Rheumatoid arthritis is the most common form of chronic inflammatory arthritis, affecting approximately 1 in 100 people. Lyme disease is the most common vector-borne infection in the United States, and arthritis is the most frequent late manifestation of the infection. Despite appropriate antibiotic therapy, a small percentage of these patients have persistent arthritis, termed antibiotic-refractory Lyme arthritis. In both diseases, it is thought that the immune system reacts against self-components (autoantigens) in affected tissue in the joint (called synovial tissue), but the identity of disease-causing autoantigens is not known in either illness.
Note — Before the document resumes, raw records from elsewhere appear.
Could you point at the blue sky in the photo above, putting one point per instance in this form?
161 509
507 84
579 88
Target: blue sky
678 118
In this grant proposal, we will attempt to identify autoantigens in patients’ synovial tissue using newly developed technology. First, improvements in mass spectrometry and the development of large computer databases, which contain sequences for most of the human genome and a number of microbial genomes, now make it possible to identify peptides presented by the immune system in patients’ synovial tissue and the proteins of origin of these peptides. Second, large protein arrays, expressing over 38,000 human cloned genes, now make it possible to identify autoantibodies to human proteins in patients’ serum and/or joint fluid. If new candidate autoantigens are identified, large panels of samples from patients with rheumatoid arthritis or antibiotic-refractory Lyme arthritis will be used to determine whether these responses are commonly found in patients with these diseases.
The identification of relevant autoantigens in rheumatoid arthritis and antibiotic-refractory Lyme arthritis would be likely to have a marked impact on the diagnosis and treatment of these diseases.